The pre-payment, purportedly for the supply of bicycles, has not been returned, and letters of demands will be issued to oBike Hong Kong and founder Shi Yi regarding this, liquidator FTI Consulting said.
On Wednesday afternoon, FTI Consulting held a meeting at Shaw Tower, which more than 30 creditors attended, including oBike users with unrefunded deposits and companies which were owed money.
During the two-hour session, the majority of creditors voted to confirm the appointment of FTI Consulting's Joshua James Taylor and Yit Chee Wah as the liquidators for oBike.
Mr Taylor, FTI Consulting’s senior managing director, told reporters following the meeting: "What we have found... is that the deposit holders' money came into the Singapore bank account and thereafter was transferred to oBike Hong Kong."
Under the accounts, oBike Hong Kong separately provided a loan to Singapore, he added. "What we've seen in the accounts and what they have done is netted off the two amounts to say nothing's owed," he alleged.
Mr Taylor said this was "not appropriate" and FTI Consulting will be looking at unwinding this transaction, to show that money is being owed to oBike Singapore and has to be paid back.
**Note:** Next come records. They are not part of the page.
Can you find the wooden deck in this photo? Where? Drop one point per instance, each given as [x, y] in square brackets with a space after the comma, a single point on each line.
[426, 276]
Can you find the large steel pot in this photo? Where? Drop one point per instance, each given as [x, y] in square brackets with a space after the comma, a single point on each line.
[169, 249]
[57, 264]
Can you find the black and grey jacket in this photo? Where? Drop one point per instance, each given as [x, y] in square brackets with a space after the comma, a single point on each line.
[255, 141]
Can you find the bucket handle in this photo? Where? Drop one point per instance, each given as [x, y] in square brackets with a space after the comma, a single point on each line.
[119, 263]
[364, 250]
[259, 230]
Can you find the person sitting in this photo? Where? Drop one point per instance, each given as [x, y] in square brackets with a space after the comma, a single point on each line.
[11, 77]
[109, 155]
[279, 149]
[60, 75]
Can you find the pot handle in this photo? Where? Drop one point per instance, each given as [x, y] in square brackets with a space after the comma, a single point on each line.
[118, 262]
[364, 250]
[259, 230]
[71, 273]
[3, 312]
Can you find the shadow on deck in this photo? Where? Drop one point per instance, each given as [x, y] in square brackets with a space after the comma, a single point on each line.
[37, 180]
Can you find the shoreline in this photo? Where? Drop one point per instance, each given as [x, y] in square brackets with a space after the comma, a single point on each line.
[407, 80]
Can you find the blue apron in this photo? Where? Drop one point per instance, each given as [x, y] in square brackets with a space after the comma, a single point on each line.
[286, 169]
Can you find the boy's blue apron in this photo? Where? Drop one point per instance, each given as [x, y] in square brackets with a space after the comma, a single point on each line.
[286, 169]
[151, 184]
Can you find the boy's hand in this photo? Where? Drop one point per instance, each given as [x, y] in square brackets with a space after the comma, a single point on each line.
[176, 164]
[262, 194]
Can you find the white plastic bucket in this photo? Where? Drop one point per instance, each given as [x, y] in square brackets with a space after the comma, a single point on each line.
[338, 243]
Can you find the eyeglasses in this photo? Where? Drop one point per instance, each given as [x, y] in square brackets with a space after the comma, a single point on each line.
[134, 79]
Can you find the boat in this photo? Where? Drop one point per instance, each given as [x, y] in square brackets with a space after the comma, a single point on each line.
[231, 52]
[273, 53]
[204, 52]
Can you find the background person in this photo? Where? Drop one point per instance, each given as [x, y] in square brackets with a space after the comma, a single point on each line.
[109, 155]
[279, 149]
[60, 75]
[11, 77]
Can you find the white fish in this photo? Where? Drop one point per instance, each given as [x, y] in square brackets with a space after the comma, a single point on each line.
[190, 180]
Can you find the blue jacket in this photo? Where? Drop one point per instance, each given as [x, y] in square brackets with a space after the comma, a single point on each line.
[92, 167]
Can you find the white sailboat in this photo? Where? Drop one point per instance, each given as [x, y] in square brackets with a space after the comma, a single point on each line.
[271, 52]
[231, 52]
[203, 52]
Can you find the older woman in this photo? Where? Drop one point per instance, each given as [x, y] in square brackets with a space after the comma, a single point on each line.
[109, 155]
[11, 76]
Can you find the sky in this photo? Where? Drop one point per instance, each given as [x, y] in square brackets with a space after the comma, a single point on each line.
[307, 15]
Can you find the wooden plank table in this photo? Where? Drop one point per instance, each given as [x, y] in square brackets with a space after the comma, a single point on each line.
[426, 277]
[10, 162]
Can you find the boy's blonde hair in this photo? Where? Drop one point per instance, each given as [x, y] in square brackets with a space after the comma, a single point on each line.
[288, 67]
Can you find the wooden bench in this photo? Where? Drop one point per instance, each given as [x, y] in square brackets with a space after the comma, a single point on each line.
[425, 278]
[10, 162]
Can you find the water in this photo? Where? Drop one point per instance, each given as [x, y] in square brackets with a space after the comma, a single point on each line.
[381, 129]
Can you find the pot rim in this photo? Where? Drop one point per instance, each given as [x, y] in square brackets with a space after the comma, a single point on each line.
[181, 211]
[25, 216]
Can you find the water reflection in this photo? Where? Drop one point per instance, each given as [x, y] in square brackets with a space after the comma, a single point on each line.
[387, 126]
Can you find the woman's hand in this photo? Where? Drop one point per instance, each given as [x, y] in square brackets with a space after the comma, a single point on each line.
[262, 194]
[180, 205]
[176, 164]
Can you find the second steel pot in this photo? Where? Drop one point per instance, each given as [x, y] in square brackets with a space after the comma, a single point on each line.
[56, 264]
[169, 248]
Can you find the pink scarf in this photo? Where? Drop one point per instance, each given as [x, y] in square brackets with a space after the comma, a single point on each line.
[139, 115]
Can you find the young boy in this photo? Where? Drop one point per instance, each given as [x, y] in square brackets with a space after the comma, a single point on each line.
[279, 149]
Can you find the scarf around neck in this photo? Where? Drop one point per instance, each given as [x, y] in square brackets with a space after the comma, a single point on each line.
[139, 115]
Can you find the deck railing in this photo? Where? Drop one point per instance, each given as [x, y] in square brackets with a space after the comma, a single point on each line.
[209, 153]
In total, oBike Singapore collected $11.7 million from users here, which included deposits to rent the bicycles and usage fees.
Besides the $10 million transferred to Hong Kong, the remaining $1.7 million were used to refund customer deposits and for other operational expenses, Mr Taylor added.
The Chinese-founded oBike abruptly ceased operations in June this year (2018).
As of Aug 1, oBike users had filed claims of around $350,000 with FTI Consulting, according to a participant who attended the meeting. This is for deposits placed with oBike to use the shared bicycles.
More than $739,000 worth of claims have been filed by companies and organisations against oBike, such as vendors who provided bike collection and redistribution services.
The owner of one such logistics firm, who identified himself only as Mr Ong, said of the meeting: “It’s a standard procedure we are going through. I’m not optimistic (of the outcome), unless the Government steps in and investigates... otherwise, oBike will just go down as a failed business.”
Mr Ong said oBike stopped paying his company in April (2018), and would only say that the money owed is in the “five-figure” range.
Two other logistics firms present, which declined to be named, said they were each owed a sum in the six figures.
During the meeting, FTI Consulting said it will look into whether there were any financial breaches or lapses.
oBike, which started operations here in January 2017, chalked up losses of $4.25 million in the financial year ending Dec 31, 2017.
While they declined to discuss oBike’s situation, observers said that in insolvency cases, there could be unfair preference, in which a firm transfers assets to a creditor shortly before it goes bust. In those instances, liquidators will have to claw back the money and apply to the courts if necessary.